The contract which is the basis of this suit was considered and construed in the case of Gray-Knox Marble Co. v. Times Building Company, 225 Ala. 554, 144 So. 29. It was there held that the sale of the marble included, as one and an inseparable part thereof, the installation of same by the seller so as to involve an intrastate transaction, and that the case fell under the influence of American Amusement Company v. East Lake Chutes Company, 174 Ala. 526, 56 So. 961; George M. Muller Manufacturing Co. v. First National Bank of Dothan, 176 Ala. 229,57 So. 762; General Railway Signal Co. v. Commonwealth of Virginia, 246 U.S. 500, 38 S. Ct. 360, 62 L. Ed. 854, and was unlike the transactions involved in Puffer Manufacturing Co. v. Kelly, 198 Ala. 131, 73 So. 403; York Manufacturing Co. v. Colley, 247 U.S. 21, 38 S. Ct. 430, 62 L. Ed. 963, 11 A.L.R. 611; Cobb v. York Ice Machinery Corporation, 230 Ala. 95,159 So. 811. We are still of the opinion, and so hold, that the contract in question was not simply a sale of the marble so as to be protected as an interstate transaction, but involved the installation of same and the doing of acts quite similar to those involved in the case of George M. Muller Manufacturing Co. v. First National Bank of Dothan, supra.

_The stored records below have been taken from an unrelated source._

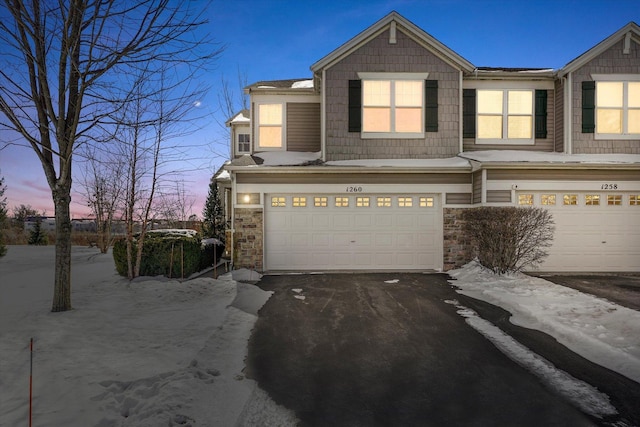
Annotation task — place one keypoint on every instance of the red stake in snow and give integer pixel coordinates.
(30, 380)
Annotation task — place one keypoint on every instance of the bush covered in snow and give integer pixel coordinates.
(509, 239)
(176, 255)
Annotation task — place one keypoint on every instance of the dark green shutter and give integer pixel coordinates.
(355, 105)
(588, 107)
(541, 113)
(469, 113)
(431, 106)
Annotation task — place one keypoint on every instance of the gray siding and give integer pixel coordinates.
(613, 61)
(477, 187)
(351, 178)
(564, 175)
(303, 127)
(546, 144)
(458, 198)
(499, 196)
(380, 56)
(559, 117)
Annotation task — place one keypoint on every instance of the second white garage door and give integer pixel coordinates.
(352, 232)
(595, 232)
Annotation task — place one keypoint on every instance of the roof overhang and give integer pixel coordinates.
(630, 32)
(394, 19)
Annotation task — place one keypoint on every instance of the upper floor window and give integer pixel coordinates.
(270, 122)
(505, 116)
(617, 108)
(244, 143)
(392, 106)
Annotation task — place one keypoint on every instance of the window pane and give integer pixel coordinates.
(634, 94)
(362, 202)
(525, 199)
(634, 121)
(408, 93)
(592, 199)
(614, 199)
(376, 93)
(376, 120)
(320, 202)
(490, 102)
(520, 102)
(271, 136)
(490, 127)
(609, 121)
(609, 94)
(342, 202)
(409, 120)
(519, 127)
(384, 202)
(270, 114)
(548, 199)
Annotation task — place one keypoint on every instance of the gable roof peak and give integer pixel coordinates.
(409, 28)
(631, 31)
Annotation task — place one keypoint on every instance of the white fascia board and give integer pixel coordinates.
(579, 186)
(528, 83)
(343, 188)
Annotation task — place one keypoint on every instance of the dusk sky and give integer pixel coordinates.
(271, 40)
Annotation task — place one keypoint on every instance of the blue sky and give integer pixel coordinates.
(281, 39)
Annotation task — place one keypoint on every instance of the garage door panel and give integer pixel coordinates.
(596, 238)
(353, 237)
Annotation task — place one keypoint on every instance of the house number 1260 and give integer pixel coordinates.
(609, 187)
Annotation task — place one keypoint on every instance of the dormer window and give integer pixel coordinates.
(269, 126)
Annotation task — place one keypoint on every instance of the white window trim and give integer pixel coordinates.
(257, 126)
(246, 132)
(505, 116)
(622, 78)
(394, 77)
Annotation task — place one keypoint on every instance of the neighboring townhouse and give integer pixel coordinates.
(369, 164)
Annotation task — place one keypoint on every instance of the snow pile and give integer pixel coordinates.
(603, 332)
(287, 158)
(145, 353)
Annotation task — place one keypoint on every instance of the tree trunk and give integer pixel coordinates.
(62, 284)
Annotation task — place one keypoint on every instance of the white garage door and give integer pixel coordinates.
(352, 232)
(595, 232)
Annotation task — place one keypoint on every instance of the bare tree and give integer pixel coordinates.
(59, 66)
(102, 187)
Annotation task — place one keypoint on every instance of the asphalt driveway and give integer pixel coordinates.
(352, 350)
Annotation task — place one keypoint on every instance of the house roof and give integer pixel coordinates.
(243, 116)
(630, 31)
(305, 84)
(407, 27)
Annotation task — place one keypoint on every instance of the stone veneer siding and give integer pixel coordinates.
(457, 247)
(248, 239)
(613, 61)
(403, 57)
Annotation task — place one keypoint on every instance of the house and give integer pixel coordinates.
(369, 163)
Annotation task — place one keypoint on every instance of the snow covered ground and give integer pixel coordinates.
(603, 332)
(145, 353)
(159, 352)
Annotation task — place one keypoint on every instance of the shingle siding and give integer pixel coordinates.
(612, 61)
(380, 56)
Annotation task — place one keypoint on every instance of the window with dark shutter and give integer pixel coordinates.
(355, 105)
(431, 106)
(541, 113)
(588, 107)
(469, 113)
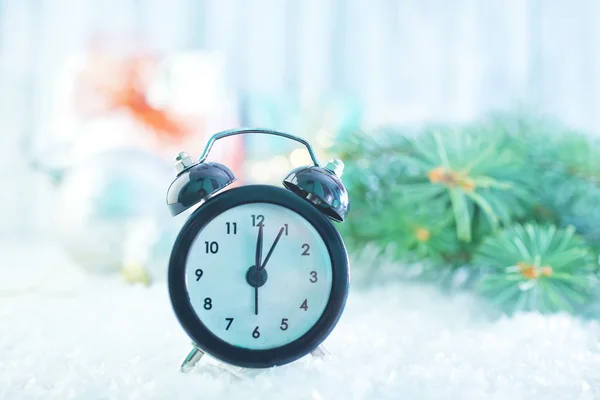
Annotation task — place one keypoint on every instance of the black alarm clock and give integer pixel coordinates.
(258, 275)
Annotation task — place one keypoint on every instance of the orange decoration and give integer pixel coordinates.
(450, 178)
(122, 83)
(530, 271)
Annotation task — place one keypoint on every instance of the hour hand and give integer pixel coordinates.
(264, 264)
(258, 257)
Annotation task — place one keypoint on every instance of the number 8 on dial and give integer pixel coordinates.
(258, 275)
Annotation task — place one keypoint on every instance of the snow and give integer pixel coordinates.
(68, 335)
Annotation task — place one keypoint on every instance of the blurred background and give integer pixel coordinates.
(93, 94)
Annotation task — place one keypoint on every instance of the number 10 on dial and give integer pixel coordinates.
(259, 276)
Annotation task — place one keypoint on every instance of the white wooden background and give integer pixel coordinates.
(408, 61)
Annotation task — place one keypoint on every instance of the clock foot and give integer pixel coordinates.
(191, 359)
(320, 352)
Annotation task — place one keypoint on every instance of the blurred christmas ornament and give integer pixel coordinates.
(111, 83)
(111, 216)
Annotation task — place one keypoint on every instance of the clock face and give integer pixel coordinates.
(265, 306)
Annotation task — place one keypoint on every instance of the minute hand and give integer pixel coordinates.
(264, 264)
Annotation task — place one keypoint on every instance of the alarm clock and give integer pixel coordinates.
(258, 275)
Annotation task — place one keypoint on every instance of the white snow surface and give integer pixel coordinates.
(68, 335)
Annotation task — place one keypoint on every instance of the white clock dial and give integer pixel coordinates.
(298, 276)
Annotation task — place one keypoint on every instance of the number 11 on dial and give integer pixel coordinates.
(266, 273)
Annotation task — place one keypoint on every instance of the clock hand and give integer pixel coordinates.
(257, 262)
(264, 264)
(258, 257)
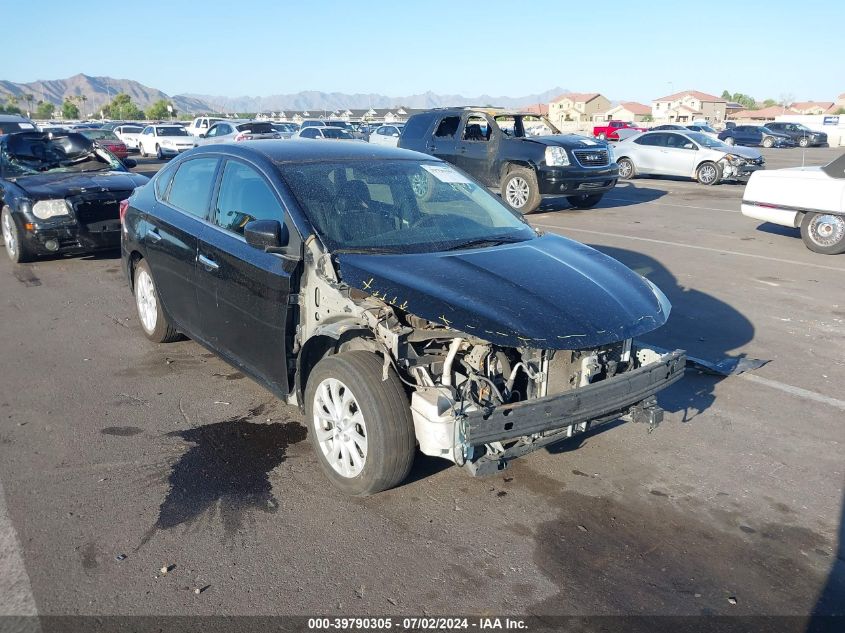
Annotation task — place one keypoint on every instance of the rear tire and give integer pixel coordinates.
(585, 201)
(520, 190)
(151, 313)
(824, 233)
(359, 425)
(16, 248)
(626, 168)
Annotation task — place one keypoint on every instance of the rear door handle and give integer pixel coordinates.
(208, 264)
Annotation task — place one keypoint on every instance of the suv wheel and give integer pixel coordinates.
(824, 233)
(151, 314)
(520, 190)
(360, 425)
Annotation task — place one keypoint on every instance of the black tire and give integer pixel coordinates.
(626, 168)
(585, 201)
(824, 233)
(708, 173)
(16, 248)
(520, 190)
(386, 412)
(161, 330)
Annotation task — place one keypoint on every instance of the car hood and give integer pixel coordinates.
(548, 292)
(44, 186)
(570, 141)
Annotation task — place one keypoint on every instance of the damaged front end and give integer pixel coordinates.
(503, 350)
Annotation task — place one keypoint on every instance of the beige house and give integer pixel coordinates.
(688, 106)
(629, 111)
(577, 106)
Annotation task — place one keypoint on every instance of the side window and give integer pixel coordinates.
(476, 129)
(448, 127)
(192, 186)
(244, 196)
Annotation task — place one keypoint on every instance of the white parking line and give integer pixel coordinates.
(693, 246)
(16, 597)
(795, 391)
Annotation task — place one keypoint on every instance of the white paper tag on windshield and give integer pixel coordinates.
(444, 173)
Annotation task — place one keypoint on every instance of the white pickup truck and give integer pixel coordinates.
(812, 198)
(201, 124)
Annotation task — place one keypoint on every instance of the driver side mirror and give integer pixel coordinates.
(270, 236)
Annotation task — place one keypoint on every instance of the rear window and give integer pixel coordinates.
(256, 128)
(416, 127)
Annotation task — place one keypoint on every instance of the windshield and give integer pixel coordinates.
(706, 141)
(336, 132)
(522, 125)
(26, 155)
(399, 207)
(171, 131)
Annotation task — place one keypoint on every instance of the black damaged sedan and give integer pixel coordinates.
(60, 194)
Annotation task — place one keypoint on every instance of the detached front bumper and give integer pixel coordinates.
(575, 180)
(629, 394)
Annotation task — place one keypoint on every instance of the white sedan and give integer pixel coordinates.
(387, 135)
(165, 140)
(812, 198)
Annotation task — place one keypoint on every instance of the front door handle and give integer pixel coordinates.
(208, 264)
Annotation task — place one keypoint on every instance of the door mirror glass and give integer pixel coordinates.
(266, 235)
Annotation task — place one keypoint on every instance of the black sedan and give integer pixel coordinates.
(60, 194)
(324, 272)
(755, 135)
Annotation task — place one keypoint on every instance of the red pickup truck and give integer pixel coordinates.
(609, 131)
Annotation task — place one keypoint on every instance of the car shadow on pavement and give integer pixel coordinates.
(704, 326)
(225, 472)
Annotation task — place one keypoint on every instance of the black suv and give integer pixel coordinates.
(801, 134)
(522, 155)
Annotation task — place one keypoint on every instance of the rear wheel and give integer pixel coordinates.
(360, 425)
(626, 168)
(708, 173)
(151, 314)
(824, 233)
(520, 190)
(585, 201)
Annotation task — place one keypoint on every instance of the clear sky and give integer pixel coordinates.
(625, 50)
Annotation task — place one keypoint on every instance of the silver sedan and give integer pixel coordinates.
(688, 154)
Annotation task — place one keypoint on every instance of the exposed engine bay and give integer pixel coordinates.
(454, 377)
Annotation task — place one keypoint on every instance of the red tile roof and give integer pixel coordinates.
(701, 96)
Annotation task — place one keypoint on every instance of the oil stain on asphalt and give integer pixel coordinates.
(225, 472)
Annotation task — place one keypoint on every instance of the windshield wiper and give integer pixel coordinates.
(486, 241)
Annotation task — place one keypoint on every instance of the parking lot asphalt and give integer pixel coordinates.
(119, 457)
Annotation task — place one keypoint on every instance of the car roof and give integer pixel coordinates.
(291, 151)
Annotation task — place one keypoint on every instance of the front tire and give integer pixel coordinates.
(626, 168)
(824, 233)
(16, 248)
(708, 173)
(360, 425)
(151, 313)
(585, 201)
(520, 191)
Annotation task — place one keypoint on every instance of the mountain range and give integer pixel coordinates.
(100, 90)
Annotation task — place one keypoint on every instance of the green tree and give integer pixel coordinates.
(44, 110)
(159, 110)
(70, 110)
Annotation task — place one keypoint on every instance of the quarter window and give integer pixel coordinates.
(244, 196)
(192, 186)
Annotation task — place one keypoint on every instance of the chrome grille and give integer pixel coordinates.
(591, 157)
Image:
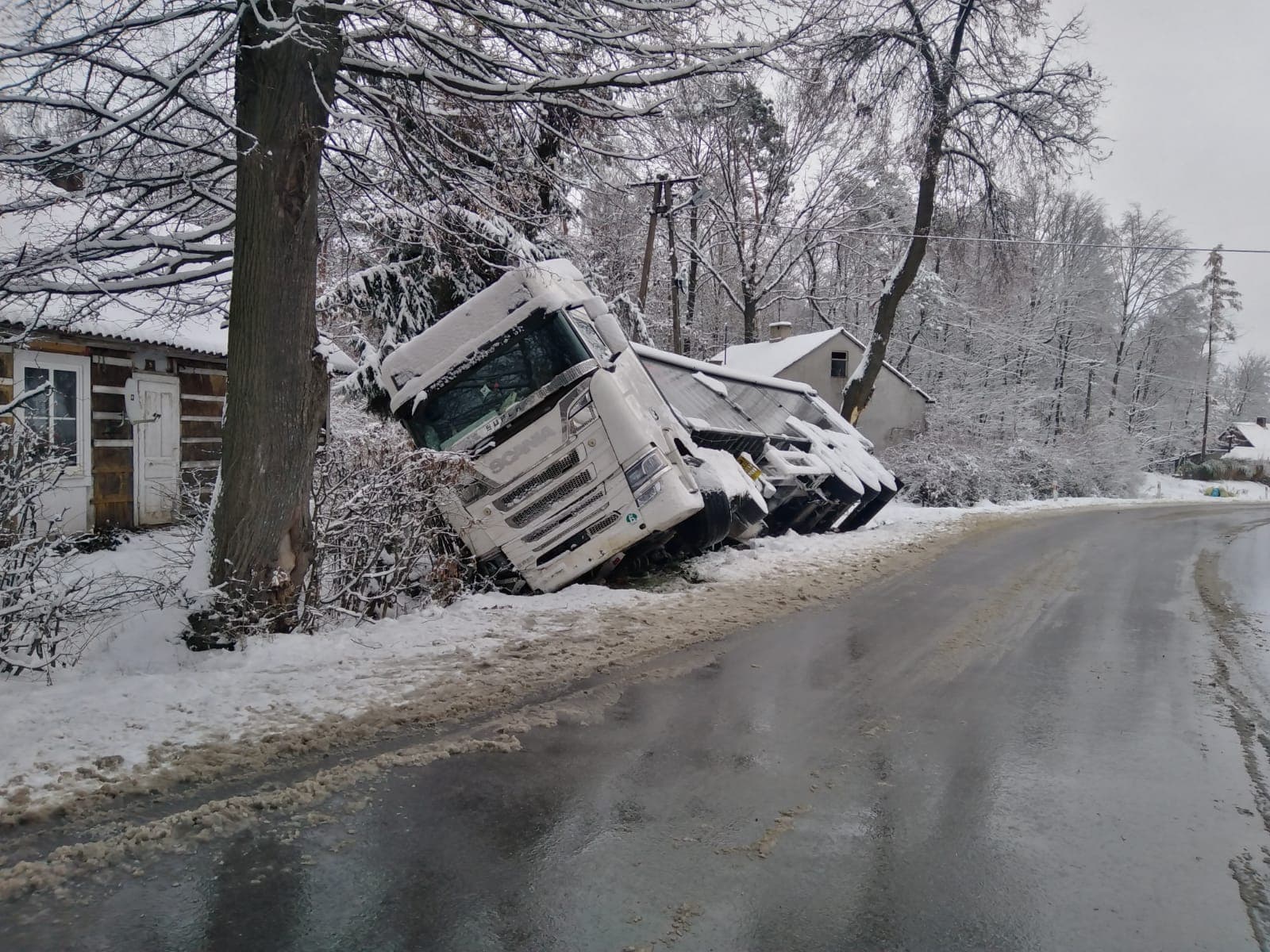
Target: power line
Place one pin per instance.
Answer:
(973, 239)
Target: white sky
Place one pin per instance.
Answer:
(1189, 118)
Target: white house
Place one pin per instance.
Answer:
(1248, 442)
(826, 361)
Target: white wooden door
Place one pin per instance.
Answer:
(156, 463)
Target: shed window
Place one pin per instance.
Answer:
(52, 414)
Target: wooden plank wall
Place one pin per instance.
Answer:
(203, 385)
(112, 440)
(202, 405)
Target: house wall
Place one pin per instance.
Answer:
(110, 493)
(895, 413)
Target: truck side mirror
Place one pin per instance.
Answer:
(611, 333)
(133, 409)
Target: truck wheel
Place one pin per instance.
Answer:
(706, 528)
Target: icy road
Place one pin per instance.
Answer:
(1052, 736)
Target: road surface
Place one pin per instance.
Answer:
(1051, 738)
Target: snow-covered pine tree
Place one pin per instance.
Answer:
(192, 121)
(1222, 298)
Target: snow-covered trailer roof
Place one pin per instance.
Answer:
(456, 340)
(711, 397)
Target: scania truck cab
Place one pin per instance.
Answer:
(575, 460)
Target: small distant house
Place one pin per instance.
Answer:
(826, 361)
(1246, 442)
(135, 405)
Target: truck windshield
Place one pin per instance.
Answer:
(506, 372)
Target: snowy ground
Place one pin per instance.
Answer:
(140, 711)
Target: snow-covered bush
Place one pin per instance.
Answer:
(944, 473)
(381, 541)
(38, 598)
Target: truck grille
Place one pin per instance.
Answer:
(537, 480)
(541, 507)
(556, 522)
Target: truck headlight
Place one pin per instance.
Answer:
(648, 494)
(645, 469)
(579, 413)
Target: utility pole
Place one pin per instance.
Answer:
(654, 209)
(662, 205)
(676, 328)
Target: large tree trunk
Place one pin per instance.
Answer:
(262, 535)
(859, 390)
(749, 317)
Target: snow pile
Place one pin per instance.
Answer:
(140, 711)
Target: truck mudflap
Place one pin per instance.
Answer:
(861, 516)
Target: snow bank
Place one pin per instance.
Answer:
(1157, 486)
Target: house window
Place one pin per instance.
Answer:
(54, 416)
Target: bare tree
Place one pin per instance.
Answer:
(1222, 298)
(971, 86)
(1245, 385)
(201, 132)
(1149, 268)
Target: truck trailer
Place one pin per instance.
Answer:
(584, 454)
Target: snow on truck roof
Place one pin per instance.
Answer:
(772, 357)
(724, 371)
(427, 357)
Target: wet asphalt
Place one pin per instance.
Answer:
(1051, 738)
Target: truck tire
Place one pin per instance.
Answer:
(706, 528)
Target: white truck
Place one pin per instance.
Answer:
(578, 459)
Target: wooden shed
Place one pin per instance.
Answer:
(137, 408)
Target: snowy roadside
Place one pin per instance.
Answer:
(141, 712)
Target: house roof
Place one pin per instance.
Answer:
(1257, 438)
(133, 317)
(768, 359)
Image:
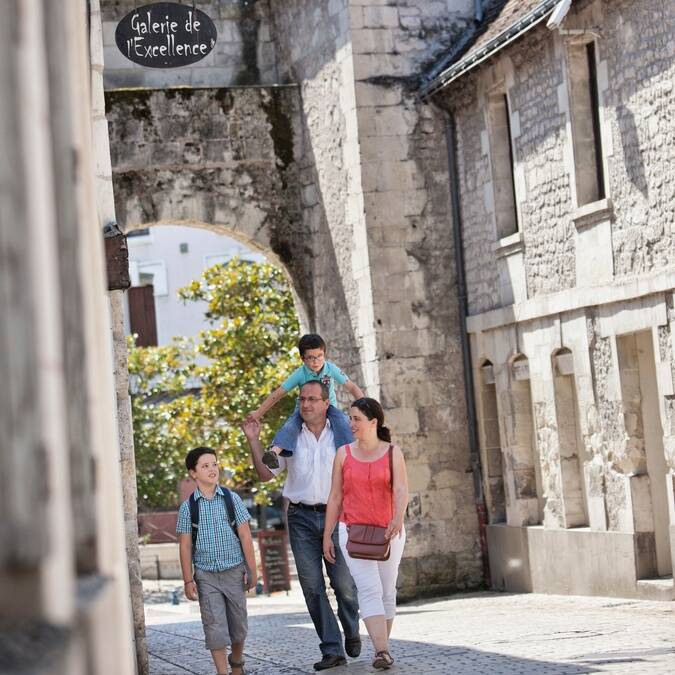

It is suggested by appellants' counsel, upon this appeal, that some confusion has arisen owing to the existence of three corporations of similar names, to wit: "a Gray-Knox Marble Company, a corporation organized and existing under the laws of the State of Delaware — the Appellant in this cause; (2) There is a Gray-Knox Marble Company of Delaware, a Delaware corporation, which is not a party to this cause; (3) There is a Gray-Knox Company of Tennessee, which was the complainant *Page 602 in the suit of Gray-Knox Marble Company v. The Times Building Company * * * in equity — and not a party to this suit," evidently referring to the case reported in 225 Ala. 554,144 So. 29. Regardless of the suggestion of confusion, it is manifest that the corporation that sold Cline the marble did so by one inseparable contract agreed to and did install the same in the Times Building, and said installation involved doing business in this state as brought out in the George M. Muller Manufacturing Co. Case and other cases, supra. And it appearing that said corporation had not qualified to do business in this state, the trial court did not err in rendering judgment for the appellee, and the judgment of the circuit court is affirmed.
Affirmed.
GARDNER, BOULDIN, and FOSTER, JJ., concur.